Thanks for the insights, Jrosenth!  We’re sure you and your family have many years of listening and dance parties yet to come.  Have you adapted your room to your family’s needs?  Do you have a more practical set up like this one?  Comment below to give your tips, and submit your pictures and info here to become our next Featured Member.

12 Comments

  1. I have 5, 3.5 and 2 year old kids.  Music time in front of the stereo is the highlight of the day.  I have an Oppo BDP 93 and we listen to Pandora through it.  The girls get to call the shots on the music and dance like crazy when the right song is on.  My favorite saying from my girls is, “turn it up, daddy!”.  I have some floorstanding Soliloquy 5.3 sitting behind two massive, primary colored baby barriers.  My equipment is behind a plexiglass window pane covered equipment rack.  Making the system a part of the family and not something I tweak and listen to by myself is the best thing I could have done with the system.  

  2. This is brilliant – an a example of how music can be integrated into the family space. Frankly a dedicated listening room is a luxury few of us can afford these days and being an audio hermit is not what my vision for music. How to bring the joy of music to your children and grandchildren in shared spaces has proven challenge and something that we struggling with (my anxiety for the gear and compounded by that of my children who are now parents and their concern over electricity and damaging said gear).  Good on you making this work.

  3. I boxed up my floor-standing Epos speakers and rolled up the thick cables crossing the floor a few months ago when my (now) one year-old was was starting to cruise. I knew that a tumble into those solid, immovable speakers would mean a trip to the hospital for stitches, not to mention what a poke in the tweeter might do. 

    I couldn’t give up great sounding music, so I replaced the Epos with two Totem Acoustic Tribe Vs mounted on the wall. I fished the thick cables through the wall behind them.  Going to have to do something to protect the rack soon, but so far my little guy is still too short to reach the knobs of my preamp, which I strategically moved to the top shelf.

  4. My main system is in a room that gets used by the whole family,
    including my 7 yr old son and 3 yr old daughter.   In contrast, all the
    gear is unprotected and accessible by all.  The kids seem to have
    learned that speakers are for hearing, not touching, and that misuse of
    the volume knob is a very frightening activity!  Perhaps they’ve been
    scared into respect!  But this has allowed me to find a solution to my
    V-DAC’s lack of remote source-switching:  I ask my youngest to ‘flip the
    switch!’  She loves it.  🙂 Problem solved!

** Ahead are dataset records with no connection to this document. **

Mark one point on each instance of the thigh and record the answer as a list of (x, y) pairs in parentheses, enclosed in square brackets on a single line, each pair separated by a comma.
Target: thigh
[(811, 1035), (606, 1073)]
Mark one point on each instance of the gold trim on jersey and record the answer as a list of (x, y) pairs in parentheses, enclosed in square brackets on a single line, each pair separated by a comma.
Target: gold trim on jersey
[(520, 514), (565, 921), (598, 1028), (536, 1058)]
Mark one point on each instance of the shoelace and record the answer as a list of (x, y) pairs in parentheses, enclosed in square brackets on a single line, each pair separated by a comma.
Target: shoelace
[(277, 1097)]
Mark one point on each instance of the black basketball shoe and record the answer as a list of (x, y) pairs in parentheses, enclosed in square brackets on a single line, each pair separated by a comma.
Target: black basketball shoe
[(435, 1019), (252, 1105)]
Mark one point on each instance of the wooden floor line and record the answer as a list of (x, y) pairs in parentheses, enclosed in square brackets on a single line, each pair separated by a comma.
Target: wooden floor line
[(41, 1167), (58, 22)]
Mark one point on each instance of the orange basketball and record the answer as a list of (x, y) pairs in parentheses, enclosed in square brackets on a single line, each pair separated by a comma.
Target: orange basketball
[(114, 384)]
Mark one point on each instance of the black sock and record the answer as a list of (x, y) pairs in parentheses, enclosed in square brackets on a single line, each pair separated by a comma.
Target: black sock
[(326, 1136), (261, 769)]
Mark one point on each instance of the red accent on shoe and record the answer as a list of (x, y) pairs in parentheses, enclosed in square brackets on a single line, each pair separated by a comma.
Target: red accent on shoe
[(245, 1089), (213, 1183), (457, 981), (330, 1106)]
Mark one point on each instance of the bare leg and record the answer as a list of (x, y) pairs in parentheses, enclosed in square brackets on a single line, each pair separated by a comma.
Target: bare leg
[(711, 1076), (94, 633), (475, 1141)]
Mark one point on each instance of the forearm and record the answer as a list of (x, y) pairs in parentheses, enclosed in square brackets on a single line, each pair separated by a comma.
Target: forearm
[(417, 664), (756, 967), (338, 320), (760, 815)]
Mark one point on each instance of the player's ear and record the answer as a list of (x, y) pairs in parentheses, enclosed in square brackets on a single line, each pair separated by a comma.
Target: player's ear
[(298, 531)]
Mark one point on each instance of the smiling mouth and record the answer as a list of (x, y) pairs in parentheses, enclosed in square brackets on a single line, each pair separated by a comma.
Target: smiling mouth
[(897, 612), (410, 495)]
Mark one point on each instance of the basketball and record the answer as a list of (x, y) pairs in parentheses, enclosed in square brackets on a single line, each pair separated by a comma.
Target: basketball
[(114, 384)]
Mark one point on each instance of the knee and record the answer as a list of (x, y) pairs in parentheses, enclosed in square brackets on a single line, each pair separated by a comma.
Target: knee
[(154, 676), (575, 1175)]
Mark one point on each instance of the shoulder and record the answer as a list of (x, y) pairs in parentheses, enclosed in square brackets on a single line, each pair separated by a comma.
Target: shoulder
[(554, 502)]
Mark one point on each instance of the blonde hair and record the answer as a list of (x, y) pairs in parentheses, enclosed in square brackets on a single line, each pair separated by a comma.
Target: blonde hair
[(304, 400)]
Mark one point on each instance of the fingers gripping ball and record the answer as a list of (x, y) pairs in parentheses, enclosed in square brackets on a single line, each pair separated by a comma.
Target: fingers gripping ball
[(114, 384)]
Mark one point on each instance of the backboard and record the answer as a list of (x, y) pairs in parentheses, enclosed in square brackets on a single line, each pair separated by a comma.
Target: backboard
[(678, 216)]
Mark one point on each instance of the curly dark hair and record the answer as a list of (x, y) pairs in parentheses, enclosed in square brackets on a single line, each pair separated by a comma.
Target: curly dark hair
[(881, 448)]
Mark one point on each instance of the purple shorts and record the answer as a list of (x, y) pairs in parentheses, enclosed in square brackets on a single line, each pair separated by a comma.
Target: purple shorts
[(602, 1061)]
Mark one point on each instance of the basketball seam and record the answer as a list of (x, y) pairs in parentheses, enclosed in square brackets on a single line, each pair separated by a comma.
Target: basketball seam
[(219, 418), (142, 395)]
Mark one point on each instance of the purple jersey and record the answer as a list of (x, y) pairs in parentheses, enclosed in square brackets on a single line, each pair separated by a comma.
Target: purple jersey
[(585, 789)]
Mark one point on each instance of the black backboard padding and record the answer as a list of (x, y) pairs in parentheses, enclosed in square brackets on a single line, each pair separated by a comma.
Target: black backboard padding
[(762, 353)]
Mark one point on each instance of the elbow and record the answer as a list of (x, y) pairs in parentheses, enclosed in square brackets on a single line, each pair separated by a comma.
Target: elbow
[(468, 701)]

  5. Well done – keep the music playing and the kids happy, I did the same thing when ours were wee, we had an alcove and I used the same gated treatment with Klipsch heresy’s in the high corners on frames I designed and had made. The kids loved the music and danced all the time – we captured our son’s first steps on VHS to the Beatles, he couldn’t resist the beat! Kind regards…

  6. It double-warmed my heart everytime my 5-year old daughter would ask, “Daddy, can we go downstairs and listen to some Beatles and Hendrix records?”  She’s 17 now with her own taste in music… but when Blackbirds recently came on the radio her face lit up and we sang along just like the old days.  Get them hooked young and they’ll never forget.

  7. I have no kids but I do really rate parents exposing their young ones into music, there are much worse hobbies than being a hopelessly addicted audiophile. There are many ways to child proof the hifi until the children are old enough to respect it and operate it themselves.

  8. I find it funny and very loving, That my daughter who is now heading toward 21, Will post on face book about thimes that her my son and I would listen to music. and how varied the music was. and she to remembers the Beatles and Al Jarreau and Pat Methney.  and soome carzy stuff like anamanics. such wondeful times with lots of dancing which both kids to this day say dad can’t dance.

  9. Terrific idea. Always great to include the family when they are willing, and they look willing!

    I am not familiar with those speakers and I don’t see any markings. What kind are they?